The courts have been divided on this issue. The Eleventh Circuit has similarly ruled that travel and visa expenses must be reimbursed when a worker’s effective wage received would otherwise be below minimum wage. See Morante-Navarro v. T&Y Pine Straw, Inc., 350 F.3d 1163, 1166 n.2 (11th Cir. 2003). The Fifth Circuit, however, has held to the contrary. See Castellanos-Contreras v. Decatur Hotels, 622 F.3d 393 (5th Cir. 2010) (en banc).

This entry was written by Bruce Millman and Nicholas Ortiz.

Photo credit: oddrose
 

Ninth Circuit Rejects Texas Choice of Law Provision in Independent Contractor Agreement

Ninth Circuit Court of Appeals SealThe Ninth Circuit Court of Appeals recently rejected a Texas corporation’s argument that drivers who performed services for the company were independent contractors—and therefore not subject to the requirements of the California Labor Code—because their contracts with the company contained a Texas choice of law provision. In Narayan v. EGL, Inc., the Ninth Circuit reversed the district court’s decision to grant the company’s motion for summary judgment and instead remanded the case for trial. In so holding, the Ninth Circuit demonstrated the heavy burden imposed on companies seeking to establish an independent contractor relationship, even when the company has a written contract designating the workers as independent contractors.

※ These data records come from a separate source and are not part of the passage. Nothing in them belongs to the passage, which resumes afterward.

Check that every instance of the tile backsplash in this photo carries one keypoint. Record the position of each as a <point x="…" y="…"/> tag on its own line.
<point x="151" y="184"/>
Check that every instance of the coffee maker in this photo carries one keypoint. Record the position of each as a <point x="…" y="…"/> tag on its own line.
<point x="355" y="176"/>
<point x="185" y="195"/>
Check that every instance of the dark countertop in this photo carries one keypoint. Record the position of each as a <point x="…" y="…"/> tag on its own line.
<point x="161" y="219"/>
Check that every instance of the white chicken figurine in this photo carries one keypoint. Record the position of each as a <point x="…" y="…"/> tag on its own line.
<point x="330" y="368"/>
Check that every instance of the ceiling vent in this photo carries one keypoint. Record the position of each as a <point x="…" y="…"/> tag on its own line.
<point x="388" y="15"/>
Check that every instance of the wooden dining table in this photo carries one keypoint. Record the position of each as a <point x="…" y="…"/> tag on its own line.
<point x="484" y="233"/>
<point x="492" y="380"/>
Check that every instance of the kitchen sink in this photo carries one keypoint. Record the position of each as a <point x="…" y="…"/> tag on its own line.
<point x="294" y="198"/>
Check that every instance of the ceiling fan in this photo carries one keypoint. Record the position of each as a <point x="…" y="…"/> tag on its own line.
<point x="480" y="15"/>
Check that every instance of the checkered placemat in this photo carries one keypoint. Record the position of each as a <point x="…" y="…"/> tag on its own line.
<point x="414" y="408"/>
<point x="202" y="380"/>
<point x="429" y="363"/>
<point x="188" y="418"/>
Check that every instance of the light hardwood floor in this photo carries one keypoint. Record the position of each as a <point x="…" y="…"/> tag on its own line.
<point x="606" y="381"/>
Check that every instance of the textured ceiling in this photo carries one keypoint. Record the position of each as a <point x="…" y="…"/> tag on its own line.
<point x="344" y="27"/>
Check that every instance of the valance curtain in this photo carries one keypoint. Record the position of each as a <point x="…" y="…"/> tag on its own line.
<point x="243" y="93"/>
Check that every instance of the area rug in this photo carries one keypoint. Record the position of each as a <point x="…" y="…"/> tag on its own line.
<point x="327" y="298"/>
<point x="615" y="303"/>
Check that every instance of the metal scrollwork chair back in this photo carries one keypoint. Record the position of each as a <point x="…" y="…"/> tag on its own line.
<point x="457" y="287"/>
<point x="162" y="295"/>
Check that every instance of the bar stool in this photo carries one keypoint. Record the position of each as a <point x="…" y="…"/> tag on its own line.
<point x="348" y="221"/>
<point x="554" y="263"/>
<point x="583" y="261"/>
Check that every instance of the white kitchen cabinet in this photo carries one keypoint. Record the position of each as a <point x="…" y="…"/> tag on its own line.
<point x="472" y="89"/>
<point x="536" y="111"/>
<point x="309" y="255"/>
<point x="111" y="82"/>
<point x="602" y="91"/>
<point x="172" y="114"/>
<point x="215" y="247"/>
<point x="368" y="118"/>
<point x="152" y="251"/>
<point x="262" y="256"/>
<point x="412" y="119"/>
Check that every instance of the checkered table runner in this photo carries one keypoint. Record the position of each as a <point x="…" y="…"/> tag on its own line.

Texas-based EGL, Inc. retained delivery drivers in California for its freight forwarding, custom brokerage, and pickup and delivery lines of business. The contract that these delivery drivers signed provided that the parties intended to form a vendor/vendee relationship and recited that “[n]either Contractor nor any of its employees or agents shall be considered to be employees” of EGL. The contract further stated that the drivers “shall exercise independent discretion and judgment to determine the method, manner and means of performance of its contractual obligations.” Either party could terminate the agreement on 30 days notice, but otherwise the contract was automatically renewed. The contract also provided that any dispute between the drivers and EGL was to be decided under Texas law.

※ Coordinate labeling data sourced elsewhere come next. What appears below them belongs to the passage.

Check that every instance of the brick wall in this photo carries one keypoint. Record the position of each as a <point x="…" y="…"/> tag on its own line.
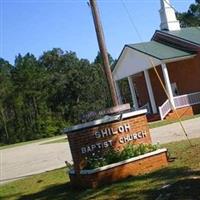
<point x="87" y="137"/>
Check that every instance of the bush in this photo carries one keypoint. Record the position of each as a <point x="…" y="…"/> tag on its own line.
<point x="112" y="156"/>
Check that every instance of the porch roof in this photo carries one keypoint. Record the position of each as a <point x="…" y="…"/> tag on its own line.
<point x="135" y="58"/>
<point x="158" y="50"/>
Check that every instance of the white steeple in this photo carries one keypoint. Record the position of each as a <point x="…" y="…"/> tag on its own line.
<point x="168" y="17"/>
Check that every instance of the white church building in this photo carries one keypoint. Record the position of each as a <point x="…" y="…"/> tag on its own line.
<point x="175" y="54"/>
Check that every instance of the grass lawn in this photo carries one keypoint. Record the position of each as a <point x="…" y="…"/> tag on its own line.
<point x="168" y="121"/>
<point x="183" y="167"/>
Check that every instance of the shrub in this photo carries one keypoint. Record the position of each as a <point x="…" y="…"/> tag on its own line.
<point x="112" y="156"/>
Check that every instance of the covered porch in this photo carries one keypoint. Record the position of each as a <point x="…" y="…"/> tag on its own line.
<point x="136" y="65"/>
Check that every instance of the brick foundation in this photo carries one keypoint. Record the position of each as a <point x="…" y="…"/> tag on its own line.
<point x="138" y="167"/>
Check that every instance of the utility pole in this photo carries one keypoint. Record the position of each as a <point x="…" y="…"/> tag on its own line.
<point x="103" y="50"/>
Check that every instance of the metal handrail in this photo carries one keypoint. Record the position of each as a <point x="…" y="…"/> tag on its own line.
<point x="180" y="102"/>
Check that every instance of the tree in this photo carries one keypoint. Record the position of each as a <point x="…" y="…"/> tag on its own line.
<point x="191" y="17"/>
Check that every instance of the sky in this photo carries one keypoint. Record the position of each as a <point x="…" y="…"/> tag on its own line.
<point x="36" y="26"/>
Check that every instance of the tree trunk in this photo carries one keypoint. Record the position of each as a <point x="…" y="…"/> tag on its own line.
<point x="5" y="124"/>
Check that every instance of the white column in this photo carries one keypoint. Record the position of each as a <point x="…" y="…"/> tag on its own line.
<point x="133" y="94"/>
<point x="150" y="91"/>
<point x="167" y="84"/>
<point x="119" y="97"/>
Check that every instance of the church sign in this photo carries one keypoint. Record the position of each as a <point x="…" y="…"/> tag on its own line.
<point x="100" y="135"/>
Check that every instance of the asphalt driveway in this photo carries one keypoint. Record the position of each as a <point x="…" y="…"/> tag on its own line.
<point x="37" y="157"/>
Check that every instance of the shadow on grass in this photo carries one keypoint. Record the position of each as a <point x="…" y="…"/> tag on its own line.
<point x="139" y="187"/>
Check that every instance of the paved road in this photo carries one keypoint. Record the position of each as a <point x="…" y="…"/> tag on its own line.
<point x="37" y="157"/>
<point x="32" y="158"/>
<point x="174" y="132"/>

Undeterred by this language, some drivers sued EGL in California, seeking to apply various California Labor Code provisions applicable to employees to obtain, among other benefits, overtime, expense reimbursement, and meal break premium pay. EGL relied on the choice of Texas law provision in its contract and argued the parties’ relationship should be construed in line with the stated intention in the contracts. The district court agreed and granted the motion for summary judgment.

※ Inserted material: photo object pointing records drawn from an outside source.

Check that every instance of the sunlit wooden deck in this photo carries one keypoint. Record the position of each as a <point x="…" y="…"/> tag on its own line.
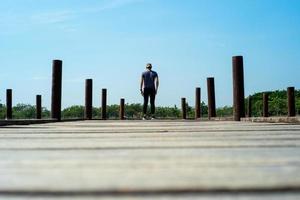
<point x="150" y="160"/>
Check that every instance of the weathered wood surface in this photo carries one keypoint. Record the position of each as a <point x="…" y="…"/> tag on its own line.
<point x="150" y="160"/>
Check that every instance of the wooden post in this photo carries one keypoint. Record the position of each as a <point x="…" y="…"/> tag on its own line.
<point x="291" y="102"/>
<point x="249" y="106"/>
<point x="56" y="89"/>
<point x="198" y="103"/>
<point x="88" y="114"/>
<point x="104" y="104"/>
<point x="238" y="88"/>
<point x="9" y="104"/>
<point x="183" y="108"/>
<point x="265" y="105"/>
<point x="122" y="109"/>
<point x="211" y="97"/>
<point x="38" y="106"/>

On appeal, the Ninth Circuit rejected the choice of law argument. According to the Court, the drivers’ claims did not arise out of the contract, did not involve interpretation of the contract terms, or otherwise require that any contract exist at all. Instead, the drivers’ claims simply arose out of the California Labor Code. Therefore, California law governed the question of whether the drivers were employees, even though the contract said otherwise.

Applying California law, the Ninth Circuit concluded that the drivers clearly were employees, not independent contractors. Among other things, the Court stated that the company told drivers what deliveries to make and when to show up each day for work, and exercised control over their vacations as well as any passengers who might ride along with them. Further, the drivers did not appear to work for multiple clients, but rather worked exclusively for EGL. Moreover, EGL’s own manuals informed the drivers that they had “the key role in the shipping process” and were EGL’s “largest sales force” – representations that underscored their essential role in the regular business of EGL.

Although this ruling does not prevent EGL from marshalling other facts to prove its case at trial, it does demonstrate the challenges businesses face when attempting to establish an independent contractor relationship. While a strong contract remains essential, businesses must pay equal attention to the reality of the relationship they establish to be sure that independent contractors are being given the discretion and freedoms necessary to meet the law’s requirements.